Khalidah Nizma Fritz
Relawan Maju Bersama
3 min readOct 20, 2016

--

Maestro Kesenian, Jurusan Apa Saja
(Belajar Bersama Maestro, Apresiasi Kesenian)

“Kamu mau masuk jurusan apa, nak?” suatu siang, bertahun-tahun yang lalu saat masih SMA, ibu saya bertanya serius.
“IPS dong,” jawab saya singkat. Ibu cemberut, “Kenapa nggak IPA saja?”

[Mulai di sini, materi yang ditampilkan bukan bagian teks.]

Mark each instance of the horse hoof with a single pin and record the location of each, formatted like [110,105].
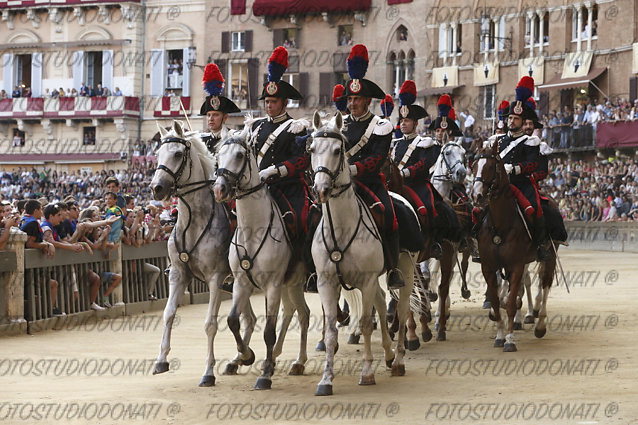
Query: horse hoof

Entah sejak kapan, pemikiran anak-anak yang pintar adalah mereka yang berasal dari jurusan eksakta sangat membudaya. Para orangtua akan menyahut Wah, anaknya pintar, ya! saat tahu teman anaknya berasal dari jurusan eksakta seperti IPA. Saya belum pernah dengar sebaliknya. Jurusan IPS banyak dianggap sekedar tempat untuk siswa yang tidak mampu masuk IPA.
Lucunya hal ini merembet hingga urusan pekerjaan otak kanan. Kesenian misalnya. Masih sedikit orangtua mengapresiasi anak yang punya bakat kesenian, terutama sejak kecil.
“Dari dulu saya larang. Kalau sekarang anak saya jadi drummer band itu mah karena saya sudah capek bilangin. Biarin aja deh yang penting dia enggak macam-macam. Beda dengan adiknya yang tekun belajar sampai menang lomba matematika tingkat daerah,” cerita Ibu teman saya tentang putra sulung mereka, awal tahun lalu.
Si Ibu ini mungkin lupa, bahwa anak mereka pernah memenangkan berbagai penghargaan ajang musik, termasuk dua kali jadi drummer terbaik. Lupa juga kalau menjadi seorang drummer dibutuhkan ketekunan belajar.
Dalam penelitian seorang teman saya untuk tesisnya, anggapan ini masih berlaku hingga sekarang. Syukurlah, anggapan tersebut mulai berkurang terutama ketika anak sudah memasuki masa kuliah yang jurusannya sangat luas dan lebih spesifik.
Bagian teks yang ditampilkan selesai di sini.